Opening a Subsidiary Company in Ireland 

  • the subsidiary is registered as a private company limited by shares
  • it is necessary to appoint only one director
  • provide the company’s articles of association and memorandum, as well as the resolution of the parent company which presents the decision of opening a subsidiary
  • have a registered office in Ireland.
The subsidiary must register with the Tax Office for paying the Corporate Tax, Value Added Tax, Pay Related Social Insurance for the company’s employees and Relevant Contract Tax.
The procedure must be certified in front of a public notary in Ireland, who will attest that the documents are completed following the applicable legislation.

Opening a Branch Office in Ireland 

  • a notarised stamped copy of the foreign company’s memorandum and articles of association
  • a copy of the certificate of incorporation of the parent company
  • the list of directors of the parent company and a copy of the annual accounts
  • the name of the Irish resident person who is authorized to act on behalf of the company
  • a registered address of the Irish branch office
A branch in Ireland is also required to report any changes regarding the company’s statutory documents and any changes related to the person who is authorised to represent the branch.

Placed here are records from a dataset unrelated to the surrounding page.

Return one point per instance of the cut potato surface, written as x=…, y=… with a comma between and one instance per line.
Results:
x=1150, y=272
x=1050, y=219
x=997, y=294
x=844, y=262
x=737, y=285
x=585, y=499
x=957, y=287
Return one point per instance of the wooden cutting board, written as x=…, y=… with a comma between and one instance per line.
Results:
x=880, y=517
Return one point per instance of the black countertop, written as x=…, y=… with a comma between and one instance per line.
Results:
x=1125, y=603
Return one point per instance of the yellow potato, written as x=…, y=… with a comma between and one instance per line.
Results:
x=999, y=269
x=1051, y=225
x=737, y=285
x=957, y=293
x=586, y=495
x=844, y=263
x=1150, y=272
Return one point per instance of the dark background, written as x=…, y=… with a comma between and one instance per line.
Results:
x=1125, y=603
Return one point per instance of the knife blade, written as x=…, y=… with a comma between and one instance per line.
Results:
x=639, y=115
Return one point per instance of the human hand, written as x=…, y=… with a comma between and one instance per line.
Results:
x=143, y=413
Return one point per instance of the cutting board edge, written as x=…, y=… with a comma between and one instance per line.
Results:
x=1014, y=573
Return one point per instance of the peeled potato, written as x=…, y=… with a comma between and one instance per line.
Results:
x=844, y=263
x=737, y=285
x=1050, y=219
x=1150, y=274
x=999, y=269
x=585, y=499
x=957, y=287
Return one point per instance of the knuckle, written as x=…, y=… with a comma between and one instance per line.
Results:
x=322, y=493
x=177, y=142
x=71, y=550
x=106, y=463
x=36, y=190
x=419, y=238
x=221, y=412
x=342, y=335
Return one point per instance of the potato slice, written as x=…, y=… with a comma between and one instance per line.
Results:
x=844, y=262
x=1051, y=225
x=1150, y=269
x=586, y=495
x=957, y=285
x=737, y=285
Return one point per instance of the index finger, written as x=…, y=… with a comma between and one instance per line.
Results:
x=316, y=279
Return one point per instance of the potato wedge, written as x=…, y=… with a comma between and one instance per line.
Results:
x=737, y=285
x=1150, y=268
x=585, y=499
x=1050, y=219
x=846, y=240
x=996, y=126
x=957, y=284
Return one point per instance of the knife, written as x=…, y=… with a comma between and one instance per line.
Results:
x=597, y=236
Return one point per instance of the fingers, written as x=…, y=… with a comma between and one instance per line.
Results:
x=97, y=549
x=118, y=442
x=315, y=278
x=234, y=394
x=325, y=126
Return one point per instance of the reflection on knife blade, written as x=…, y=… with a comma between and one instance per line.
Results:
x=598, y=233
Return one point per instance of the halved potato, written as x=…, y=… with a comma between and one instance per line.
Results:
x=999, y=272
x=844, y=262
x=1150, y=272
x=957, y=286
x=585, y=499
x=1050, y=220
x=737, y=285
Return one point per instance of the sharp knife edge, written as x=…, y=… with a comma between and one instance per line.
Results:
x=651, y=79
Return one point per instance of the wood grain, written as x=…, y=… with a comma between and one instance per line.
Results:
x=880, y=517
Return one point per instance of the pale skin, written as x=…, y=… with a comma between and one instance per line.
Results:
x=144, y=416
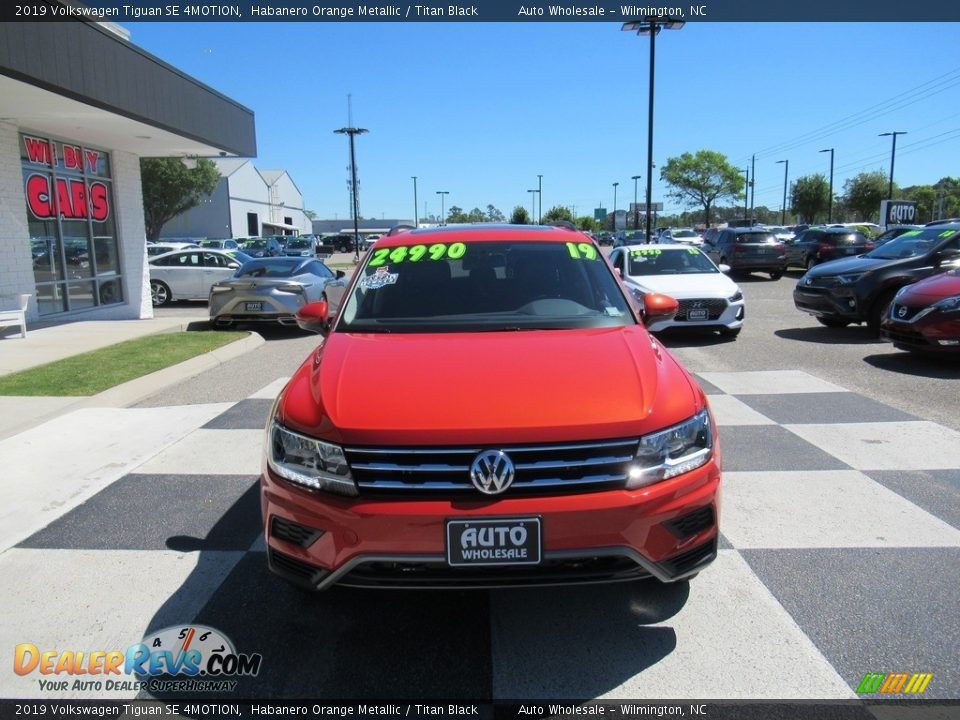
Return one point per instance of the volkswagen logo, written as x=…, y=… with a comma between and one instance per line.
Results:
x=492, y=472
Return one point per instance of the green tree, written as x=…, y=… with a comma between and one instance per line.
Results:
x=494, y=215
x=558, y=213
x=810, y=197
x=864, y=193
x=702, y=179
x=520, y=216
x=171, y=188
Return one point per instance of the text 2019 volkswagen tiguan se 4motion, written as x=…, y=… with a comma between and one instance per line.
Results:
x=488, y=409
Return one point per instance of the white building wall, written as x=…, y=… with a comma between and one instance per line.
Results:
x=16, y=270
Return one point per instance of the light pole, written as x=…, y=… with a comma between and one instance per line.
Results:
x=783, y=208
x=652, y=25
x=615, y=206
x=893, y=155
x=416, y=216
x=351, y=132
x=830, y=203
x=636, y=208
x=540, y=196
x=443, y=196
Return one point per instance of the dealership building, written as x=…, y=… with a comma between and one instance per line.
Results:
x=79, y=106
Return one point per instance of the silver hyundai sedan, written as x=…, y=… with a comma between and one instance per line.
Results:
x=273, y=290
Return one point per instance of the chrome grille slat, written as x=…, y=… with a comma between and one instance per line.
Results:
x=565, y=467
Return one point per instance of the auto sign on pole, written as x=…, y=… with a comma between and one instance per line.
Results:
x=898, y=212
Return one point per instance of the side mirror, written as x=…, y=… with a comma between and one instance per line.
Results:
x=657, y=306
x=314, y=317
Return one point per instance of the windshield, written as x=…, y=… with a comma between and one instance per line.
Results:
x=657, y=261
x=911, y=244
x=484, y=286
x=276, y=267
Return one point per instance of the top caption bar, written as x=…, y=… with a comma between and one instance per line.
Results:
x=732, y=11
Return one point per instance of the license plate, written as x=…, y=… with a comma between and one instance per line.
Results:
x=500, y=541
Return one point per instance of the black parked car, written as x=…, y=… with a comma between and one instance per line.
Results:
x=859, y=289
x=748, y=250
x=816, y=245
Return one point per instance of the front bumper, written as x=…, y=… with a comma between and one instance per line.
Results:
x=666, y=531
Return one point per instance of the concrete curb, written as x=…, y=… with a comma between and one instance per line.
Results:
x=141, y=388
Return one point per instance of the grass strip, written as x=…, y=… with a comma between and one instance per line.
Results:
x=99, y=370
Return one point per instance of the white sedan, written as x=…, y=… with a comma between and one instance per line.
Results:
x=708, y=298
x=189, y=274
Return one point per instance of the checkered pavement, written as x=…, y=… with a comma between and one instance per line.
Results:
x=839, y=556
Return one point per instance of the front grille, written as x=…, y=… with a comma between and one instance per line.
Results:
x=690, y=560
x=295, y=533
x=296, y=570
x=905, y=336
x=713, y=306
x=570, y=467
x=908, y=312
x=689, y=525
x=549, y=572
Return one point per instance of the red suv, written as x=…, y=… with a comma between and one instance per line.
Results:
x=453, y=430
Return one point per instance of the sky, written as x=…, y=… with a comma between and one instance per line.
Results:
x=481, y=109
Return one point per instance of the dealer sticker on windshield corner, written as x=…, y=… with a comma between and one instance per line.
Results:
x=494, y=541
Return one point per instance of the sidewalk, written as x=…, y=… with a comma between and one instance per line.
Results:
x=54, y=342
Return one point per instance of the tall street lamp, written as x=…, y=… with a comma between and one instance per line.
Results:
x=636, y=208
x=351, y=132
x=443, y=196
x=783, y=208
x=540, y=201
x=416, y=216
x=651, y=25
x=615, y=206
x=830, y=203
x=893, y=155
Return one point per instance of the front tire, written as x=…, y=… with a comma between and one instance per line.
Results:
x=160, y=293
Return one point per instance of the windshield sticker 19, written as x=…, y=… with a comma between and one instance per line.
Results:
x=416, y=253
x=580, y=251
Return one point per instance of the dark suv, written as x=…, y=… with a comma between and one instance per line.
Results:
x=859, y=289
x=816, y=245
x=748, y=250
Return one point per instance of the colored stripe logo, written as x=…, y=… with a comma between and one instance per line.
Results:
x=894, y=683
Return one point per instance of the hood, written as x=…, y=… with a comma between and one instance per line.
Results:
x=496, y=387
x=687, y=285
x=931, y=290
x=846, y=266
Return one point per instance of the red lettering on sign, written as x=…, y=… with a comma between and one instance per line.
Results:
x=38, y=196
x=72, y=157
x=93, y=157
x=38, y=151
x=76, y=202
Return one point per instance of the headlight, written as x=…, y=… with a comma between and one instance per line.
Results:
x=950, y=304
x=672, y=452
x=310, y=462
x=850, y=279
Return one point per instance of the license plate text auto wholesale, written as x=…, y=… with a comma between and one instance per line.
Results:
x=499, y=541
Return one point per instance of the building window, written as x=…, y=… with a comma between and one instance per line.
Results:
x=73, y=236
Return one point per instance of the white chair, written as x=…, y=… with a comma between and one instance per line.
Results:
x=16, y=316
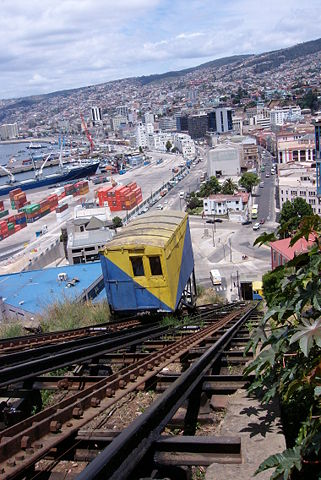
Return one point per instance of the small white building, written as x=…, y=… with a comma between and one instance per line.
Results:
x=297, y=180
x=224, y=160
x=184, y=145
x=157, y=141
x=221, y=204
x=142, y=132
x=280, y=115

Reasons for investing in Ireland

Regardless if foreign companies prefer to opt for a branch office or a subsidiary when trading from Ireland, there are many advantages that make Ireland suitable for investment purposes.
  • the country’s index of transaction transparency has an index of 9.0;
  • in comparison with other countries, Ireland provides better conditions, as for example, in Germany, the index is of 5.0, while in the United States, it stands out at 7.0;
  • the Irish index measuring the shareholder’s power is of 7.0;
  • in the United States, it stands at 4.0 (as the value of the index increases, it means that the shareholder benefits from simpler procedures to take legal actions);
  • the index measuring the protection of the investors has a value of 7.3 in Ireland;
  • it is the highest value compared to OECD average (of 6.5), the United States (6.5) or Germany (6.0).

Subsidiary or Branch Office in Ireland

Foreign companies in Ireland

Branches or Subsidiary

Foreign businesses expanding into Ireland can set up a branch office or a subsidiarry

The Irish Branch Office

The branch office is deemed as a dependent entity from the parent company which will be entirely accountable for the obligations of the satellite business

The subsidiary in Ireland

Local business form

Compared to the branch, the subsidiary is an independent company form and will comply with the national legislation and regulation in Ireland.

Taxation differences

Corporate income tax

There are important tax differences between the branch and subsidiary. A subsidiary will be taxed on its worldwide income while the branch only on the profits obtained in Ireland.

Activities of parent companies

Limitation in undertakings

Another difference between the Irish branch and subsidiary resides in the limitation imposed on the former complete the same activities as the parent company.